Writing is also part of recovery
Like Living Proof Exhibit has helped so many others to be creative in coping with cancer and finding a cure, the new book also helps Crouch recover, grow and persevere.
“The arts have always been there for me,” she said. “Before cancer, I was doing theater and vocal music. I always kept – every time, I always come back to the arts. It’s either the visual arts or the written word. I garden — I create in my garden. I don’t do as many performances.
“Going back into the arts to be able to speak to address part of the fear, part of the worry, part of the humor, frankly,” Crouch said. “Sometimes you have to look at some of that with a sense of humor, to be able to use that to cope.”
Through writing and photography, it really helped her find a new lease of life and adopt a fresh and healthy attitude. (Cooper would say, “A new leash on life.”)
“I think it’s really helped me connect with myself. A lot of people keep a journal and I’ve never been a journalist, but just being able to go out and paint, go out and create something and now write more and putting those thoughts together really helps,” Crouch said.
The book is not so much about his 14-year journey as what cancer does to someone.
“From a dog’s perspective, being gassy from chemotherapy is heaven,” Crouch said. “But for a human, to explain to other humans, it’s a side effect and it can be embarrassing.
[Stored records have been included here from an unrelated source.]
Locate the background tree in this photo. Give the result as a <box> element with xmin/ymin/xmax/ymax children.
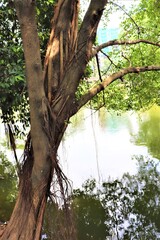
<box><xmin>0</xmin><ymin>152</ymin><xmax>17</xmax><ymax>222</ymax></box>
<box><xmin>2</xmin><ymin>0</ymin><xmax>160</xmax><ymax>239</ymax></box>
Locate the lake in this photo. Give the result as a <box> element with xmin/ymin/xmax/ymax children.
<box><xmin>0</xmin><ymin>106</ymin><xmax>160</xmax><ymax>188</ymax></box>
<box><xmin>59</xmin><ymin>106</ymin><xmax>160</xmax><ymax>188</ymax></box>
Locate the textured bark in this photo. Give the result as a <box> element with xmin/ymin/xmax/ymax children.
<box><xmin>1</xmin><ymin>0</ymin><xmax>160</xmax><ymax>240</ymax></box>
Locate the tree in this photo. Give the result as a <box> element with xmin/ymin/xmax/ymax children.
<box><xmin>0</xmin><ymin>152</ymin><xmax>17</xmax><ymax>222</ymax></box>
<box><xmin>1</xmin><ymin>0</ymin><xmax>160</xmax><ymax>240</ymax></box>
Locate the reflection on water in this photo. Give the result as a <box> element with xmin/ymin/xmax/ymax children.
<box><xmin>133</xmin><ymin>106</ymin><xmax>160</xmax><ymax>159</ymax></box>
<box><xmin>59</xmin><ymin>107</ymin><xmax>160</xmax><ymax>187</ymax></box>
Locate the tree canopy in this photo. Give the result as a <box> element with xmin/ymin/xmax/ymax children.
<box><xmin>0</xmin><ymin>0</ymin><xmax>160</xmax><ymax>240</ymax></box>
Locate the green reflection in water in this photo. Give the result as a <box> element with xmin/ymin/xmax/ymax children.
<box><xmin>134</xmin><ymin>106</ymin><xmax>160</xmax><ymax>159</ymax></box>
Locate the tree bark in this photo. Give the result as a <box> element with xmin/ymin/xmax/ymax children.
<box><xmin>1</xmin><ymin>0</ymin><xmax>160</xmax><ymax>240</ymax></box>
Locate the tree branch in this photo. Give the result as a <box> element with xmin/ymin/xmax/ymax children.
<box><xmin>73</xmin><ymin>65</ymin><xmax>160</xmax><ymax>114</ymax></box>
<box><xmin>92</xmin><ymin>39</ymin><xmax>160</xmax><ymax>57</ymax></box>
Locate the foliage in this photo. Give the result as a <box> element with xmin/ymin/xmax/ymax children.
<box><xmin>86</xmin><ymin>0</ymin><xmax>160</xmax><ymax>111</ymax></box>
<box><xmin>0</xmin><ymin>152</ymin><xmax>17</xmax><ymax>222</ymax></box>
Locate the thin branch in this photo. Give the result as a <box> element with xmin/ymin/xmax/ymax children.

The book tries to say, Mom is really tired. I love naps. Mom doesn’t have hair; Mom has to have radiation therapy. And so some of the things that are going on, that I’ve had surgery, that I’ve had tubes coming out of me.
“I address some of them in his voice,” she said. “It also helps people identify, these are some of the things that happen just because you have cancer, but they’re addressed in a cute vehicle. Hope this helps people have conversations.
Heavy topic, light approach
“I approach this book with a dog’s voice,” Crouch said, noting that it’s also a great way to tackle heavy subject matter with a light, approachable touch.
“I want to keep some humor in all of this. I really avoid the anxiety that comes with cancer,” she said. “On each page there will be a photo, then a simple comment and a simple hashtag. I just want this to be kind of something that identifies some of what happens when you go through cancer, but it’s not a heavy book at all. I hope it’s crazy and amusing.
Crouch hopes kids can learn from it and relate to it, whether it’s cancer or a health issue.
“Whether they deal with it or a parent does, then they’re going to be like oh, Cooper’s mom was really tired,” she said. “My mum is very tired too, I’m just going to play quietly, or I’m going to take a nap. Cooper’s mother had to undergo chemotherapy and she didn’t like to eat. You know, my mom doesn’t really like to eat either. So I hope everyone can just look at it and say, I’m able to relate to it.
Crouch is working with Terry Van Winkle and Davenport Printing to layout and print the 32-page book.
“What I love about this community is how incredibly supportive everyone is,” she said. “The Midwest Writing Center is so supportive of writers. We have photographers who are so supportive of other photographers.
“This is a shout out to everyone who continues to support people who communicate through the arts,” Crouch said, noting that Quad City Arts supports many area artists financially.
She wants it done as soon as possible, to get the book to local cancer centers and for Gilda’s Club chemo bags for people in treatment.
Quad City Arts’ Arts Dollars – which recently announced approximately $140,000 in 2022 grants – is supported by the Hubbell-Waterman Foundation and the Illinois Arts Council Agency.